“‘O truly blessed Night,’ sings the Exultet of the Easter Vigil, ‘which alone deserved to know the time and the hour when Christ rose from the realm of the dead!’ But no one was an eyewitness to Christ’s Resurrection and no evangelist describes it. No one can say how it came about physically.” (Catechism of the Catholic Church, §647)

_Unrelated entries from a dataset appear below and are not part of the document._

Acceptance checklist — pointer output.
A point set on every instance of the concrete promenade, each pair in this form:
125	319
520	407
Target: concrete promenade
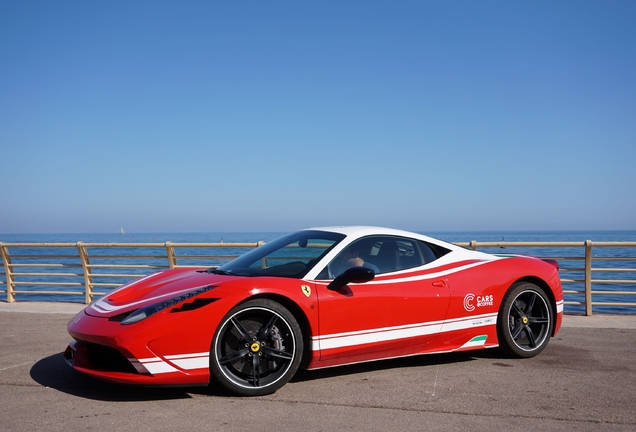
584	380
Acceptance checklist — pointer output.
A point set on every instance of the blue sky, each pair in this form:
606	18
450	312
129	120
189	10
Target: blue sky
272	116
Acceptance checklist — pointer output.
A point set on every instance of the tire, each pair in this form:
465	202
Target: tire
525	320
257	348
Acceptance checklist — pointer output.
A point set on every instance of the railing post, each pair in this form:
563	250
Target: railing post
88	279
8	271
588	277
172	259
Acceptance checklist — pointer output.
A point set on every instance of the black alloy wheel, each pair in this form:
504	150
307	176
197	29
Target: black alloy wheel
525	320
256	349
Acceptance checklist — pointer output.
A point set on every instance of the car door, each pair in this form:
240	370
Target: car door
403	306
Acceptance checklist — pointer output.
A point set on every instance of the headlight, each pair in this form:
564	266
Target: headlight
145	312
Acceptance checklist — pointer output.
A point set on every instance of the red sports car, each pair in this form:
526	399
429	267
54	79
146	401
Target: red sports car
316	298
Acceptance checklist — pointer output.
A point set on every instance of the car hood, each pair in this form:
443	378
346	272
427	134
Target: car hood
152	289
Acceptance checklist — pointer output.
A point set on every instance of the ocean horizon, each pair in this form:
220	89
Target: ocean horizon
626	255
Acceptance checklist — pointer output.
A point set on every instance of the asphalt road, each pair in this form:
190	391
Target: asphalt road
584	380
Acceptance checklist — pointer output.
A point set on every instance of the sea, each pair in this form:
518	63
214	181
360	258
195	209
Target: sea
451	236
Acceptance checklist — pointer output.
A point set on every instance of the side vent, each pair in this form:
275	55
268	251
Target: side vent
196	304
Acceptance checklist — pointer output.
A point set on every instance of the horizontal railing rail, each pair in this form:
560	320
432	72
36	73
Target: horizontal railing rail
87	270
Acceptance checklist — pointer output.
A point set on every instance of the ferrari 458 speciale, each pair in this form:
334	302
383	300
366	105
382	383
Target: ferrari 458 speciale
316	298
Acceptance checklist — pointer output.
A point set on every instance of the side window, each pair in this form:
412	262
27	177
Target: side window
431	252
383	254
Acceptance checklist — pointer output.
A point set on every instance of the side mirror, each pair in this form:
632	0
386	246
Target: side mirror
352	275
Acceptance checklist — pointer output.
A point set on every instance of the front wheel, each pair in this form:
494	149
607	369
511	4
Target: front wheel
256	349
525	320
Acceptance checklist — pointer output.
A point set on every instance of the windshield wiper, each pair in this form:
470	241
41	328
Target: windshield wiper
218	271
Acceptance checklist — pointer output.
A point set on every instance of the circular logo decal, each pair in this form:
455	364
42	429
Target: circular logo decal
468	305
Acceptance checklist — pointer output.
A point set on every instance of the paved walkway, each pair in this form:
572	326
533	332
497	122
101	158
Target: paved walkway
584	380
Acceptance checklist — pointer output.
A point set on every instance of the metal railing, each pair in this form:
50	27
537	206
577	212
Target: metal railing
81	271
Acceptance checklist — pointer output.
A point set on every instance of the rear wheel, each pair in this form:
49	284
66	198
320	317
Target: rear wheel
256	349
525	320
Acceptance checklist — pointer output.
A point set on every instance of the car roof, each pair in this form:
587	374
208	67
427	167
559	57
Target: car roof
358	231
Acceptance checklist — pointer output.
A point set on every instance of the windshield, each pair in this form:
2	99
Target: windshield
290	256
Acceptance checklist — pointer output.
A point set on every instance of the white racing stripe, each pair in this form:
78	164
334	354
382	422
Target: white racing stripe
157	365
341	340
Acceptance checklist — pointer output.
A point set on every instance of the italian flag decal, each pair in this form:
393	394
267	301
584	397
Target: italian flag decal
476	342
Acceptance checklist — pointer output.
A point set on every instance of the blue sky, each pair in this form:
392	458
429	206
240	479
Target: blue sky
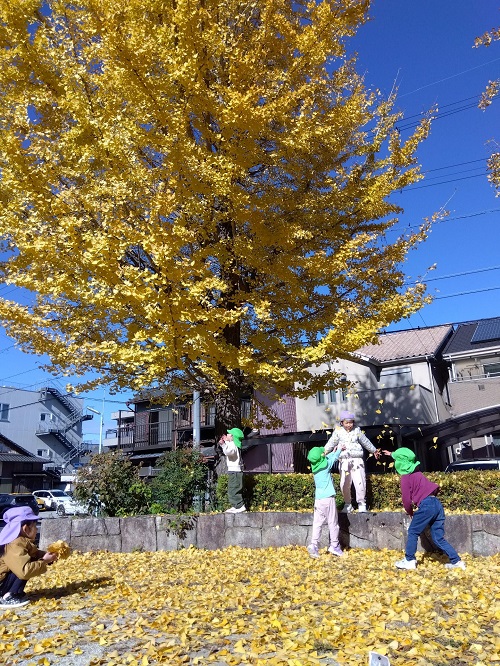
426	48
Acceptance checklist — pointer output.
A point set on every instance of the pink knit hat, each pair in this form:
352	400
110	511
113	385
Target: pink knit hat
13	519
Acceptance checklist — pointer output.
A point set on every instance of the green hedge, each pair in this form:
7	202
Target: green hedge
474	490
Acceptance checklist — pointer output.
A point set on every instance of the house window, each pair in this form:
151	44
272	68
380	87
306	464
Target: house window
393	377
491	369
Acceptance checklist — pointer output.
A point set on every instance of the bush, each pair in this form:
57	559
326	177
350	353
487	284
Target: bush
182	478
110	486
474	490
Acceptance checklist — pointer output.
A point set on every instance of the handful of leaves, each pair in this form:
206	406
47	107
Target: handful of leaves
61	548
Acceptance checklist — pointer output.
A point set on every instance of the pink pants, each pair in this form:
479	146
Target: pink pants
352	470
325	511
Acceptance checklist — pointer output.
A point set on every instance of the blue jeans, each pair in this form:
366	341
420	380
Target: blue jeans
430	513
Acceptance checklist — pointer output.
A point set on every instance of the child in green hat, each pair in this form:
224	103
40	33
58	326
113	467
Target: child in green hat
325	508
231	446
417	490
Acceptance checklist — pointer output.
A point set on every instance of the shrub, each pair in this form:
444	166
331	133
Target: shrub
474	490
110	486
182	478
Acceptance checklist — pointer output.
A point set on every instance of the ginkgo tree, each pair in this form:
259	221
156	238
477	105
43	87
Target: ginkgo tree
196	194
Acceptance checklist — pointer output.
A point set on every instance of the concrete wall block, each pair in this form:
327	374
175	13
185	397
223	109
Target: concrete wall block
53	529
250	537
94	526
387	530
174	532
485	530
138	533
85	544
272	518
287	535
249	519
211	531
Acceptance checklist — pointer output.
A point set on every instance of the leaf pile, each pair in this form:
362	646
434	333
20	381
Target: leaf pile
272	606
61	548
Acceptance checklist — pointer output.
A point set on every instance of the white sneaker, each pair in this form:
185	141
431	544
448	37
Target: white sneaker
458	565
406	564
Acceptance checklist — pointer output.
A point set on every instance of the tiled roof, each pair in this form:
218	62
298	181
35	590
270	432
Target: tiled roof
462	339
399	345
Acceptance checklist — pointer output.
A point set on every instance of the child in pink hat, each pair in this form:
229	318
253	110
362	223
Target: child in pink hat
351	462
20	559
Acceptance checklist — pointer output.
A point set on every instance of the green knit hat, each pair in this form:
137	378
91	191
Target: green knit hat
237	436
405	461
317	459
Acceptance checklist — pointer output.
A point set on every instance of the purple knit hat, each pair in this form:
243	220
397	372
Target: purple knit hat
13	519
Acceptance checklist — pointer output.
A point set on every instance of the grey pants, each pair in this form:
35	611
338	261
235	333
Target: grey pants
235	489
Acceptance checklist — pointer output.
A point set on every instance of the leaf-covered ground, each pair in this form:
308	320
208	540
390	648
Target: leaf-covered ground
240	606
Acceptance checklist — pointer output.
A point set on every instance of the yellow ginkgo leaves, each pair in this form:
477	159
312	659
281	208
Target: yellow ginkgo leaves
61	548
272	607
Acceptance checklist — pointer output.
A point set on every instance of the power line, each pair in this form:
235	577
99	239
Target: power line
466	293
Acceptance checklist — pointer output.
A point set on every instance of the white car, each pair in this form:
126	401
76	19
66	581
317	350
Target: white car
59	501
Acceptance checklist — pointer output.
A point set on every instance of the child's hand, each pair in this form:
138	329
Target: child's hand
50	557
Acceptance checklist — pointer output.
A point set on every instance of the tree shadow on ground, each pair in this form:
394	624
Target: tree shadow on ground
71	588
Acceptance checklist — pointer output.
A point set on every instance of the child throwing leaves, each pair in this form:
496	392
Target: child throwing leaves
231	446
20	559
417	490
352	465
325	508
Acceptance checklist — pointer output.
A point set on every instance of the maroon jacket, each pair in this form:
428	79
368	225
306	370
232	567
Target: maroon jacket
414	488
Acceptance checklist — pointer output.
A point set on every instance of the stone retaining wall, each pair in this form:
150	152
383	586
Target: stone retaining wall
477	534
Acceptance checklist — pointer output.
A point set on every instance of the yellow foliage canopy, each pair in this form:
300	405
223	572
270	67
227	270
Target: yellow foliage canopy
197	191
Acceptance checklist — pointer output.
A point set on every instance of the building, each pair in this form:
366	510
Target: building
47	423
20	471
407	388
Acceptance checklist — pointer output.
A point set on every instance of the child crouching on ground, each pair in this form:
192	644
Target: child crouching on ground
417	490
20	558
325	508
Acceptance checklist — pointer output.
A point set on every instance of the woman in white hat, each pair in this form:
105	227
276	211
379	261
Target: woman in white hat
20	558
352	465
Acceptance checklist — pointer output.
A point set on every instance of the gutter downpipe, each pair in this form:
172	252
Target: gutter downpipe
431	378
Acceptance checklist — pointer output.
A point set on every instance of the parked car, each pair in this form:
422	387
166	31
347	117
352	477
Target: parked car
480	463
10	500
59	501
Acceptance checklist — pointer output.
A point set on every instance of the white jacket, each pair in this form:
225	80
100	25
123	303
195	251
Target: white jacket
354	442
233	456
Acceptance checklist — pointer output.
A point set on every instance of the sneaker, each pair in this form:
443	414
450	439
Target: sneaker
13	601
458	565
406	564
336	551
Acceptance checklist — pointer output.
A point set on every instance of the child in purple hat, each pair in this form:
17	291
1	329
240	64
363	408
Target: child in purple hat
20	559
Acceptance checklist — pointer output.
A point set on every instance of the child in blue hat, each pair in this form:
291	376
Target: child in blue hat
20	558
325	508
417	490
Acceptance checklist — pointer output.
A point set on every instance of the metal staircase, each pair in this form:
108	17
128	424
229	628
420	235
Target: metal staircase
61	426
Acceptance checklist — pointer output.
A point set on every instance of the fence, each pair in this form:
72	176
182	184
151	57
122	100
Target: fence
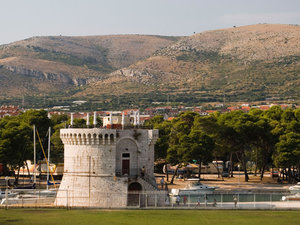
49	198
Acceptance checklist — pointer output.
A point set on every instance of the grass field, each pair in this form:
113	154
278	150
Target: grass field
145	217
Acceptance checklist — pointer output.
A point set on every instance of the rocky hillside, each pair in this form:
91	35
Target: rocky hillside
249	63
242	63
51	64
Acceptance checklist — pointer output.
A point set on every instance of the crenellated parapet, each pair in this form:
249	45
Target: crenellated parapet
152	136
94	136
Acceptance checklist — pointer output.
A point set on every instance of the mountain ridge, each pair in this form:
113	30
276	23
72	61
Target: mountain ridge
242	63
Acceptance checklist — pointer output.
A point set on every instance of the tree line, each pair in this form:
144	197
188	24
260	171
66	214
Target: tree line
268	139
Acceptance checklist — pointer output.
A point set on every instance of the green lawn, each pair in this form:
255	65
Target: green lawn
144	217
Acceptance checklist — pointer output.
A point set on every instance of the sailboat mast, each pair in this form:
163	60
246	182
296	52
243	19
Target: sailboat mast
49	133
34	156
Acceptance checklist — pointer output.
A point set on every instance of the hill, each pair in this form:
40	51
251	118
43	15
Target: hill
249	63
52	64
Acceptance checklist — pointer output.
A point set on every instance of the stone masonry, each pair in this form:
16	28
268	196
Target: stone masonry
103	166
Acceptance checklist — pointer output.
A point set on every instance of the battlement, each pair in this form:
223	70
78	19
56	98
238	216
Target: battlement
86	136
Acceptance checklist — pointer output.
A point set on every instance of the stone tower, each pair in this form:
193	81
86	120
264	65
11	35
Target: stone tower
102	167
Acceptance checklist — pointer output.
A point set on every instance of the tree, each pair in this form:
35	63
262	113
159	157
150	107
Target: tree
199	146
15	143
288	152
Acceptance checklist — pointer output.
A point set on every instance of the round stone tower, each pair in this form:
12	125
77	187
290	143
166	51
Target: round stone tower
101	165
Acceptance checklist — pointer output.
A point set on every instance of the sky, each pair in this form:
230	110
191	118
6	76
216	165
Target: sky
20	19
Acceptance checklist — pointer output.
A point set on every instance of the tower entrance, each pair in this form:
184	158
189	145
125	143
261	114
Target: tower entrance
126	164
134	196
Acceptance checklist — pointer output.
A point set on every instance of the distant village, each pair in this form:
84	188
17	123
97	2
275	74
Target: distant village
168	112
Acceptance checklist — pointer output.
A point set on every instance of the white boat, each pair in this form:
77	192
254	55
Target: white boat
194	188
295	189
295	197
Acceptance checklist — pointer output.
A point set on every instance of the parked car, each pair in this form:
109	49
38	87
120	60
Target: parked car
225	174
274	173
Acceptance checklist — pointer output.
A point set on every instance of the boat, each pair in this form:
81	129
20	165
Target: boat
295	197
295	189
193	188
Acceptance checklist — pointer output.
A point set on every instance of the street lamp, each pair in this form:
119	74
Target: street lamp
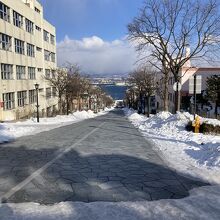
37	89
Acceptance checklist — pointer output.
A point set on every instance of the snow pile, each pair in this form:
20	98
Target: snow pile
203	203
194	154
10	131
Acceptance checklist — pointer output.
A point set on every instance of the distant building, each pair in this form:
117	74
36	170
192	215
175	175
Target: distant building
186	72
27	54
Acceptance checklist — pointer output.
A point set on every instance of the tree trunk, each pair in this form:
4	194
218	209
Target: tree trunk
60	104
67	105
165	101
148	106
216	109
144	104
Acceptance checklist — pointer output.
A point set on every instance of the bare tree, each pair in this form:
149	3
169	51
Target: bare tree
59	80
167	28
145	82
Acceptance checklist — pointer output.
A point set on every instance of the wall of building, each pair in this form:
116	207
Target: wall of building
32	11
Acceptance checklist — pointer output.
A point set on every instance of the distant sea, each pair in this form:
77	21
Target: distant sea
116	92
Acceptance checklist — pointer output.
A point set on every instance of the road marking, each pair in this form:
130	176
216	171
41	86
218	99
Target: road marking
19	186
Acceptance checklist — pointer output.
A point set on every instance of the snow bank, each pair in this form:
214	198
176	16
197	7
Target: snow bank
203	203
194	154
10	131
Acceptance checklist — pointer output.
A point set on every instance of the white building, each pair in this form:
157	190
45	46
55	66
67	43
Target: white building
186	72
27	54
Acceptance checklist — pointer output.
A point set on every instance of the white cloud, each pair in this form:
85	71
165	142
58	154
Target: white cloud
94	55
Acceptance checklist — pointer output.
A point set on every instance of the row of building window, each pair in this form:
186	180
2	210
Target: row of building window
9	98
6	44
7	72
18	21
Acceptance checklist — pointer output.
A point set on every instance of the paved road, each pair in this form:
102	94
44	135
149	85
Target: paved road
101	159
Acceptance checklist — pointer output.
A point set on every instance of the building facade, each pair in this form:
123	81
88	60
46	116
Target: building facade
27	55
185	74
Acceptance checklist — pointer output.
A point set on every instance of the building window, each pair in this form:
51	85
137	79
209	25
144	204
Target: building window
48	93
54	92
9	100
52	39
53	74
47	55
19	46
32	96
18	19
20	72
7	71
30	50
22	98
37	10
5	42
29	26
46	36
4	12
47	73
53	58
38	28
39	49
31	73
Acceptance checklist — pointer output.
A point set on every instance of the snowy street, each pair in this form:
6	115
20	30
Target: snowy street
102	159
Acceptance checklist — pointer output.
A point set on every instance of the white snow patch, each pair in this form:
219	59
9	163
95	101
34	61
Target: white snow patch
187	152
10	131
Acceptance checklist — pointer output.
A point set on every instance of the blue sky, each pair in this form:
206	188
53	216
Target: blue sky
92	33
84	18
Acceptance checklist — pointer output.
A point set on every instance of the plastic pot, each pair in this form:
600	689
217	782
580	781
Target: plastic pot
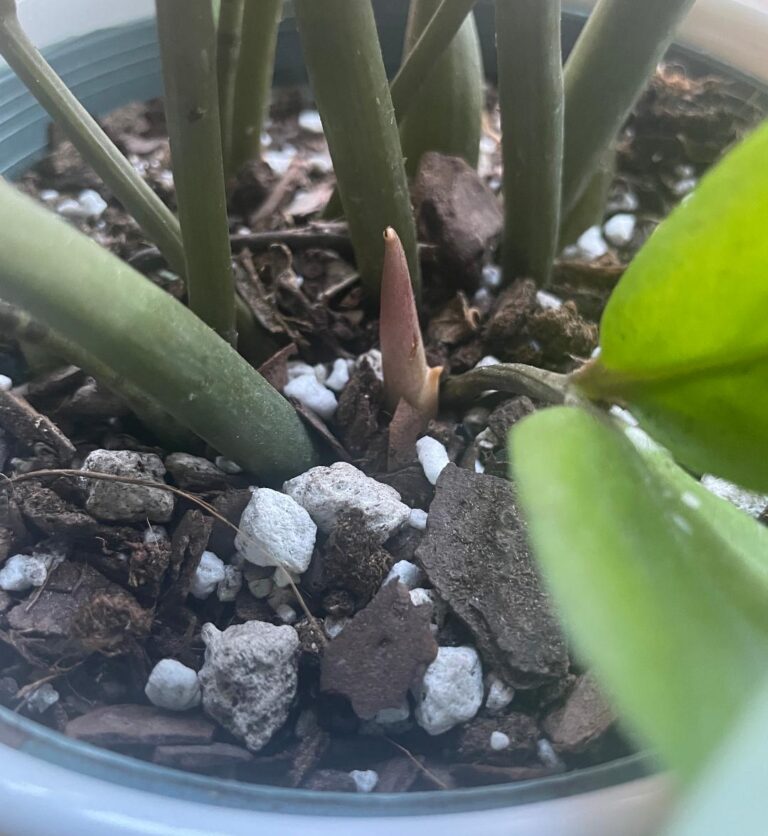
107	53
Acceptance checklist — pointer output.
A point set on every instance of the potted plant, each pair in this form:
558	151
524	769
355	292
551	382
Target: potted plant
182	376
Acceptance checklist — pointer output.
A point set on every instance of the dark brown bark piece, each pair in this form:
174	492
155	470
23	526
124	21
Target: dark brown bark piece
476	556
380	654
457	212
584	718
211	757
140	725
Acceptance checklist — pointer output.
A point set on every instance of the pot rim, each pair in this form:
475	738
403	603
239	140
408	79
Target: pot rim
700	37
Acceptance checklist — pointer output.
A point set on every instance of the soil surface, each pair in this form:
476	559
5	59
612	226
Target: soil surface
446	606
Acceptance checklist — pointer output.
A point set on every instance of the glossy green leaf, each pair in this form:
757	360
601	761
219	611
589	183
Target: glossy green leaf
685	334
663	586
731	796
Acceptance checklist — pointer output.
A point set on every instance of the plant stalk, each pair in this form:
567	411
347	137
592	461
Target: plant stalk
127	324
228	44
152	215
253	84
446	113
188	52
531	100
612	60
343	57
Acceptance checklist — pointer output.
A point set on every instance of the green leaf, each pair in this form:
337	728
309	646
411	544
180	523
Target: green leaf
731	796
685	334
663	586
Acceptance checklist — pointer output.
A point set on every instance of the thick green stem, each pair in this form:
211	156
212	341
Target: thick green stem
343	57
229	40
145	337
610	65
18	325
188	51
254	79
446	113
152	215
531	100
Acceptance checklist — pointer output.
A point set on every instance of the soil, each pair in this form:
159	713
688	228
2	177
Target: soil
116	601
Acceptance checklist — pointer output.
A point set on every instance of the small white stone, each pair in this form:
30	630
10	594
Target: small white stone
208	575
339	376
123	502
327	492
407	573
91	203
309	120
227	466
488	360
499	741
591	243
173	686
418	519
22	572
374	358
334	626
452	690
41	699
365	779
276	531
249	678
500	695
433	457
286	614
548	301
312	394
620	229
750	502
230	584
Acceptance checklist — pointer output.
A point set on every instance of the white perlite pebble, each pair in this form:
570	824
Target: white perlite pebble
327	492
591	243
230	584
418	519
173	686
309	120
750	502
500	695
276	531
23	571
208	575
407	573
499	741
620	229
41	699
118	502
339	376
311	393
249	678
452	690
365	779
433	457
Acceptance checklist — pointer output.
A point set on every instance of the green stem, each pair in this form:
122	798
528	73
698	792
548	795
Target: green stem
446	113
515	378
157	221
610	65
188	51
145	337
343	57
20	326
254	80
531	100
229	39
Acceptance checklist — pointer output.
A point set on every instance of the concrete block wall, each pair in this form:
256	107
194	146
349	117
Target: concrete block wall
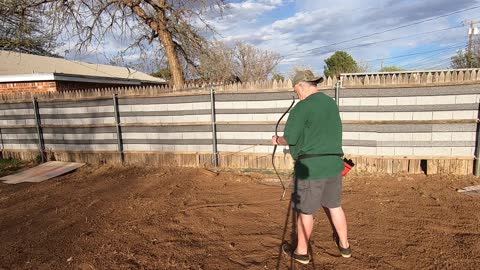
433	121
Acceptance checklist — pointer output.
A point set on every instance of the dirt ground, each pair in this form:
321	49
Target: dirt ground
113	217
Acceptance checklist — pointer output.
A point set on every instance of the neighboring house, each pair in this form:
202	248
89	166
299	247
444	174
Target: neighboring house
20	72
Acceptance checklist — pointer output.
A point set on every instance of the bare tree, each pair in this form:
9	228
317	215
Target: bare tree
175	24
254	64
217	63
242	62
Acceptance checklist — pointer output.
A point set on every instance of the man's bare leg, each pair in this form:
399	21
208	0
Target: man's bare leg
340	222
304	231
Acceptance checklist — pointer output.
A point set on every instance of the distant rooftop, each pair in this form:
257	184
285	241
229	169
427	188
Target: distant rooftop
16	67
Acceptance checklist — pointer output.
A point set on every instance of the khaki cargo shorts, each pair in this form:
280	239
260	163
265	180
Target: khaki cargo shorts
310	195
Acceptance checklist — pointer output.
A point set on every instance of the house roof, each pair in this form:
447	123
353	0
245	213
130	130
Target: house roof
27	67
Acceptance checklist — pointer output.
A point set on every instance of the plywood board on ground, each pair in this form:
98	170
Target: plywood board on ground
41	173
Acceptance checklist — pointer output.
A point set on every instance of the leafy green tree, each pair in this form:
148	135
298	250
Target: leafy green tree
390	69
340	62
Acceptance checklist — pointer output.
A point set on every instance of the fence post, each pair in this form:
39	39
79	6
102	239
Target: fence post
476	169
119	129
214	128
338	85
41	145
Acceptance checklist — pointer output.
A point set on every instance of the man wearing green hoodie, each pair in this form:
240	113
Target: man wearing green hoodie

With all of the images of the moment of Christ’s Resurrection that have been painted and sculpted across the centuries, it is perhaps easy to forget that these are images born entirely in the theological imaginations of the artists themselves—that they are not based on any historical account of the moment when the stone was rolled away by angels (or perhaps by an earthquake?) and Christ emerged from the tomb. As the Catechism continues, “Although the Resurrection was an historical event that could be verified by the sign of the empty tomb and by the reality of the apostles’ encounters with the risen Christ, still it remains at the very heart of the mystery of faith as something that transcends and surpasses history” (CCC, §647).
Put another way, the Resurrection is, at its very heart, a mystery of faith. In fact, it is the mystery of faith. As St. Paul declares, “If Christ is not raised [from the dead], your faith is in vain” (1 Corinthians 15:17). Given this, one could argue that images of the Resurrection of Jesus are, in a particular and unique way, images born of the artist’s faith. Extending this argument further, one could also make a case that every artist who chooses to depict Christ rising from the dead becomes a witness to his Resurrection, and their works of art serve as their testimonies, declaring to all who view them that Jesus the Nazarene, who was crucified, died, and was buried, was been raised from the dead in glory on the third day and is now alive forever.
Few images of the Resurrection can rival Matthias Grünewald’s depiction from the famous Isenheim altarpiece. In the striking color and dramatic contrasts of this image, the words of the Exsultet find visual resonance: “Be glad, let earth be glad, as glory floods her, ablaze with light from her eternal King, let all corners of the earth be glad, knowing an end to gloom and darkness.” In Grünewald’s painting, the golden light of the sun and the silver light of the moon seem to merge behind the head of the risen Christ, and the stars shimmer with an even greater brilliance against the midnight sky, the only witnesses to the Resurrection. “O truly blessed night, worthy alone to know the time and hour when Christ rose from the underworld!”
Yet the beauty of the scenery is nothing compared to the beauty of the risen Christ. Against the darkness, Christ breaks forth from the tomb with the dazzling light of the sun—the dawn of a new creation. His Body radiates with life, a life more real than anything ever experienced on earth before. His glorified wounds seem to pulsate with light as they testify to the love of the One who bears them—the One who trampled down death by his Death on the Cross. The brilliance of Christ’s face is one with the radiance of the sun and the moon; indeed, it seems here as though Christ’s face is the true source of light, and that sun and moon merely reflect his glory. “In [his] light, we see light” (Psalm 36:9).
In addition, Christ’s Body is nearly translucent in its glorified state, reflecting the reality that “in his risen body [Jesus] passes from the state of death to another life beyond time and space. At Jesus’ Resurrection his body is filled with the power of the Holy Spirit: he shares the divine life in his glorious state, so that St. Paul can say that Christ is ‘the man from heaven’” (CCC, §646). Finally, as he emerges from the tomb triumphant over death, the One “through whom all things were made” greets creation with a benevolent smile: now all is fulfilled. Now his joy is complete. “Now have salvation and power come, the reign of our God and the authority of his Anointed One” (Revelation 12:10). In the mystery of this smile, Christ beckons us to imitate his example of love that gives unto the end, so that where he has gone, we might also follow.
In this extraordinary painting, Grünewald conveys the cosmic ramifications of the Resurrection of Jesus: the “things of heaven are wed to those of earth and divine to the human” (Exsultet). Moreover, by allowing his faith to inform his craft, Grünewald painted an image that continues to inspire within viewers a firmer faith, a deeper hope, and a more ardent love. As we rejoice in Christ’s Resurrection, may our faith, hope, and love shine forth with the radiant splendor of his glorified Body, reflecting the light of the risen Christ to all the world.